Enable both read and write caching (when the battery/ZMM is available) for each RAID array as you create them “RON” and “WBB”
Set the global task priority to medium (down from the default high) so that a rebuild won’t starve the OS for I/O
# arcconf setpriority 1 medium
If you want maximum data protection, disable the drive write caches. This will impact write performance, but the write back cache on the RAID controller will mitigate it for small writes. Large streaming writes will be impacted more.
Enable background consistency checking so that the RAID controller is constantly (at a low rate) checking the RAID arrays for bad blocks.
I recommend LVM over MD RAID for creating aggregates. When aggregating storage I recommend you use the *entire* drive as an LVM PV. This makes it much easier to insure your data is aligned on a RAID stripe boundary which can make a 2-3x performance improvement if you can help the RAID controller perform full stripe writes and not read-modify-write updates.

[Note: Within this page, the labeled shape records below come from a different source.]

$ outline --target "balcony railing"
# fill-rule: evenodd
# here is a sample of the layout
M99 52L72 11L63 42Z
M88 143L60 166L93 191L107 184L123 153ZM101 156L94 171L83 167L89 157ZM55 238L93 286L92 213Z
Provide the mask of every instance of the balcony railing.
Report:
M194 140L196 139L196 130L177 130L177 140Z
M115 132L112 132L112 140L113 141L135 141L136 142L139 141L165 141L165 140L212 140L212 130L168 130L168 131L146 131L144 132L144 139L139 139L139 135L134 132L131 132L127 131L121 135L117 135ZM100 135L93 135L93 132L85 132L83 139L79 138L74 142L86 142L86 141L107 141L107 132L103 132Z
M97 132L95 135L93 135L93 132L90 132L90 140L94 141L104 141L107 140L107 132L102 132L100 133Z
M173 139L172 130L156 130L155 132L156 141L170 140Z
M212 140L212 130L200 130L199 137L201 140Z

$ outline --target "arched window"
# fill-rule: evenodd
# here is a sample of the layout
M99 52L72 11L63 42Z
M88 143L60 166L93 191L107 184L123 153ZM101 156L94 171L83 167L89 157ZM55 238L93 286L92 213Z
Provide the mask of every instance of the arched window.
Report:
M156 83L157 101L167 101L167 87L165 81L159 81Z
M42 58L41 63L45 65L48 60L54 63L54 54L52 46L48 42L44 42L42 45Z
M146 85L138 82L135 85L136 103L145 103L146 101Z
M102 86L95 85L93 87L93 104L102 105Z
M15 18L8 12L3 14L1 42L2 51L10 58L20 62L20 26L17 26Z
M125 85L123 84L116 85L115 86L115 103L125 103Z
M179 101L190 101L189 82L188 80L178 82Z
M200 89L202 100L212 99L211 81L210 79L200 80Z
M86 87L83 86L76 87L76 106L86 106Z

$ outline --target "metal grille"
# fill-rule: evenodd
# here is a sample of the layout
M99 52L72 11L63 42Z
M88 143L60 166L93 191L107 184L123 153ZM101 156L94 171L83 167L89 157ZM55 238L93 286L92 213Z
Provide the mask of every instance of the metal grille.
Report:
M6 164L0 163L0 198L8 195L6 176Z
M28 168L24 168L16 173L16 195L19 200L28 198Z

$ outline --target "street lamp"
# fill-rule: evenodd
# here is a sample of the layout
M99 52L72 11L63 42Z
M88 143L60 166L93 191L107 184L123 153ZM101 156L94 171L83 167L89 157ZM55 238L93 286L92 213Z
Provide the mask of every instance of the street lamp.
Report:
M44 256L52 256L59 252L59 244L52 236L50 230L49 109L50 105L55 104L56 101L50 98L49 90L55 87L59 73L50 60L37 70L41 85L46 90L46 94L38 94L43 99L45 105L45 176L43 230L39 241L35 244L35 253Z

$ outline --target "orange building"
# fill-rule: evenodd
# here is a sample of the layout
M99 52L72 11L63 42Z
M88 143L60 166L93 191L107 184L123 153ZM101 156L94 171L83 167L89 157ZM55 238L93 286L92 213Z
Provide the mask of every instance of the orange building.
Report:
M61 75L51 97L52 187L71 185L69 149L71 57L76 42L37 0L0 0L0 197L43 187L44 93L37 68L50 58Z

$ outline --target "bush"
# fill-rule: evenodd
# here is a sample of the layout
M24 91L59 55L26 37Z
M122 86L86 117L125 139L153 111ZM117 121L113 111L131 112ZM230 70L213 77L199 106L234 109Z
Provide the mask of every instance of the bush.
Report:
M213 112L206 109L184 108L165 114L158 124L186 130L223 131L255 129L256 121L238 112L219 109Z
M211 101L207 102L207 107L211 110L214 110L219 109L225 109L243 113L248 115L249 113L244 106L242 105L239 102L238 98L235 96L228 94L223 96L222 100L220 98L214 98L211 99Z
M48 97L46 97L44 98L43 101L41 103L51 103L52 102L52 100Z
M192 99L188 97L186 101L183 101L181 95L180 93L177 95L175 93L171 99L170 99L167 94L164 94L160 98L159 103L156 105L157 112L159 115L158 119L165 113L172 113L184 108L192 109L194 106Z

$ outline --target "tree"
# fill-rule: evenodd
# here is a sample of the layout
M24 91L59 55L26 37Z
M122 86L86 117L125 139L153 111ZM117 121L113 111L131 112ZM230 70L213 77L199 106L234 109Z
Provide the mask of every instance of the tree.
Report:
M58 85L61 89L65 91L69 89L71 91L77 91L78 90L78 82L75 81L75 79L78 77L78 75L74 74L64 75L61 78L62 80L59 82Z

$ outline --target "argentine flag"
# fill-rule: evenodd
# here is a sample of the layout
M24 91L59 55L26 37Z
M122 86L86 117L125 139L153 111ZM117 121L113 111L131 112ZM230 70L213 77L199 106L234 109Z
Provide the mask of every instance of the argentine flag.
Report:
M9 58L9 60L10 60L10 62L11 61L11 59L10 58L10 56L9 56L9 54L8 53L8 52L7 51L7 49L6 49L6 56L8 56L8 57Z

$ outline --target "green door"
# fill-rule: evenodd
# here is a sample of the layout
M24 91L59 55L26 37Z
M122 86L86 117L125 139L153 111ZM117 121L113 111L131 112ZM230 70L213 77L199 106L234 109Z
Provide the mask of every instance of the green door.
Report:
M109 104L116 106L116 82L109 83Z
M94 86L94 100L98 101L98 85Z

When creating the LVM PV’s, it is *vital* that you specify “–dataalignment=xxxx” where xxx is the size of data in a full stripe. For example, 6-drive RAID-6 with 256k chunk size is 4 data drives * 256k = 1024k stripe size (1 Megabyte) Note that LVM is CASE SENSITIVE and “k” is a different size than “K” in some LVM contexts. “k” is kibytes (2**10) and “K” is 10**3.
# pvcreate --dataalignment=1024k /dev/sdc # pvs -o +pe_start --unit k
I leave LVM’s PE size at 4megabytes. It’s a multiple of the stripe size and we’re going to be allocating the full extents of the PV’s so it doesn’t really matter what granularity we have.
# vgcreate storage /dev/sd[cdef]
When creating the logical volume, I recommend you use “linear” and *not* stripe mode. This let’s you handle more parallelism and IO against multiple files at the same time. If you choose the 3×10+1×6 RAID-6 mode, then you want to select the 3×10 arrays first, then append the 6 drive array storage last
# lvcreate -n data -l 100%PVS storage /dev/sdc /dev/sdd /dev/sde # lvextend -l +100%PVS storage/data /dev/sdf
This also simplifies the stripe unit and width determination for XFS as it will only need to match the underlying RAID array values (typically 256k and 8)
# mkfs -L label -d su=128k,sw=8 /dev/storage/data
When using XFS on a large, multi-segmented storage, it’s important to specify “inode64” in the local mount options so that you distribute the data throughout the filesystem to avoid fragmentation and pressure on the lower blocks of the filesystem. The default “inode32” was necessary when NFS couldn’t handle 64-bit inodes, but Red Hat 5 can support 64-bit inodes in NFS version 3.
The default mount option “logbufs” defaults to 2 and increasing it to 8 should help with meta-data and write performance.
And if you don’t need “atime” accuracy, either select the default “relatime” or specify “noatime” to completely disable it. “relatime” is probably good enough.
# mkdir /data # mount -t xfs -o logbufs=8,inode64 /dev/storage/data /data
Now test it with DD and the “direct” flag:
# time dd if=/dev/zero of=/data/bigfile bs=1M count=4000 oflag=direct # time dd if=/data/bigfile bs=1M of=/dev/null iflag=direct
You should see pretty good performance.
NFS adds a whole ‘nother layer of ways to mess with performance and it can be difficult to get the local performance from remote clients.